В июле ко мне подошел парень по имени Тедди Майер. Раньше он руководил командой Texaco Star Indy, за которую выступал Том Снева, но теперь ушел в Формулу-1, где у него была машина от Lola и Beatrice в качестве спонсора.
Поскольку Тедди хорошо меня знал и ценил то, чего я достиг в IndyCar, он предложил мне пост технического директора в Beatrice. Я очень, очень хотел перейти – или вернуться – в Формулу-1 и согласился.
Робин Херд знал, о чем я думаю, и хорошо это воспринял. Его единственным условием было доработать сезон в качестве гоночного инженера Майкла Андретти, а это означало, что каждые две недели нужно летать на гонки в Штаты, а затем возвращаться обратно. Это был бы ужасный график. Еще хуже было то, что жил я недалеко от Бистера, где базировался March, но новое здание с отделом дизайна и производственной базой находились в Колнбруке, что рядом с Хитроу. Ко всему прочему, Аманда была беременна, а я отсутствовал каждые выходные, не говоря уже о четырех неделях «Инди-500» и «Милуоки-200». Не лучшая ситуация.

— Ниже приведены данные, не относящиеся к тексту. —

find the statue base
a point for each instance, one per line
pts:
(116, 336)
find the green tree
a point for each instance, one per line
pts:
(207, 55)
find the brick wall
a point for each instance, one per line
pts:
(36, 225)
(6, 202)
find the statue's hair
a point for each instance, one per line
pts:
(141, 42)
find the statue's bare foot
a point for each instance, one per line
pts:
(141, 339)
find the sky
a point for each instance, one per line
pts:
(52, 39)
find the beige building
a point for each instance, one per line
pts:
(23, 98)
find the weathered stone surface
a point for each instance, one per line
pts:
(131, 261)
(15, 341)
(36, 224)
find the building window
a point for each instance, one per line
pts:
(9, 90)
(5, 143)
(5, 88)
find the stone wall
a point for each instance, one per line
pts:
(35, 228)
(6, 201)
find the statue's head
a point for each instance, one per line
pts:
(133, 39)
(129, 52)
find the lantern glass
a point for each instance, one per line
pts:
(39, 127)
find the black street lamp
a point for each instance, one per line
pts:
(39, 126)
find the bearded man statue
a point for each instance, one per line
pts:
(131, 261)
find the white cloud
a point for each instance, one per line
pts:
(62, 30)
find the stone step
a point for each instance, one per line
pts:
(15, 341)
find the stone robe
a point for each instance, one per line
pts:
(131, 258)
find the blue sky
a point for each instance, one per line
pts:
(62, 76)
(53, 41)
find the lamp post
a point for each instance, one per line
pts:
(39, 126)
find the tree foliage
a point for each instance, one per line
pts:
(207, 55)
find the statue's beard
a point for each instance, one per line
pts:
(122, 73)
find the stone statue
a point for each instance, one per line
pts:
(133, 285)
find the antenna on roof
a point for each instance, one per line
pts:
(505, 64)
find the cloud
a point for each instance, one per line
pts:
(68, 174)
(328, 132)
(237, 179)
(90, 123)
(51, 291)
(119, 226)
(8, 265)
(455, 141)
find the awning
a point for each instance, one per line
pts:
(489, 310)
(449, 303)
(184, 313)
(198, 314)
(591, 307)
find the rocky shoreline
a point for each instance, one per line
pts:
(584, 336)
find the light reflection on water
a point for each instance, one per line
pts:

Шарлотта родилась 28 августа 1986 года. Не думаю, что я когда-либо ей об этом говорил, но лучше поздно, чем никогда: ее назвали в честь первой победы в Шарлотте в 1983 году. Подобно той победе, Шарлотта была прекрасным глотком свежего воздуха. Дети добавляют ответственности, но с ней будто стало легче. У нас с Амандой были и взлеты и падения – последних было больше, но ничто не может испортить радость рождения, а с Шарлоттой все в жизни отошло на второй план.
Между тем я погрузился в разработку машины Beatrice для сезона-1987. Я должен был радоваться этой работе, смаковать вызов и стремиться произвести впечатление в Формуле-1, но вскоре я обнаружил, что атмосфера в Beatrice была далека от той, что царила в March, – вместо совместных походов в паб и духа товарищества здесь была жесткая офисная политика.
Главным конструктором был Нил Оутли, очень хороший конструктор и прекрасный, совершенно простой человек, в то время как Росс Браун возглавлял отдел аэродинамики. Проблема была в том, что Тедди не прояснил наши роли. Это было в его стиле: собрать всех вместе и пусть сами разбираются.
Мне не хватало вдохновения. Вначале я пытался сосредоточиться на улучшении аэродинамики существующего автомобиля, но ни одна из моих идей не была успешной. Почему-то просто не получалось попасть в цель.
Тем временем мне дали еще одну работу. Понятно, что Тедди хотел, чтобы я приобрел опыт в Формуле-1, так что теперь я был еще и гоночным инженером Патрика Тамбэ, одного из двух пилотов.
Так что теперь я – затаите дыхание – выступал гоночным инженером Майкла Андретти в IndyCar, летел обратно, ехал в Хитроу, чтобы поработать над машиной 1987 года, а затем ехал на гонки Формулы-1 как гоночный инженер Патрика Тамбэ. Кроме того, я делал все возможное, чтобы спасти брак и быть хорошим отцом.
Это было весьма амбициозно. Слишком амбициозно, как я понимаю сейчас, и это привело к моему первому – и, постучу по дереву, единственному – творческому ступору. Я просто не мог придумать что-то креативное для машины Формулы-1.
У меня появилось чувство, что это не мое, словно я не так хорош, как все думают, и меня вот-вот раскроют. Как будто в маленьком пруду IndyCar я был большой рыбиной, но в бочке с пираньями под названием Формулы-1 в одночасье превратился в планктон.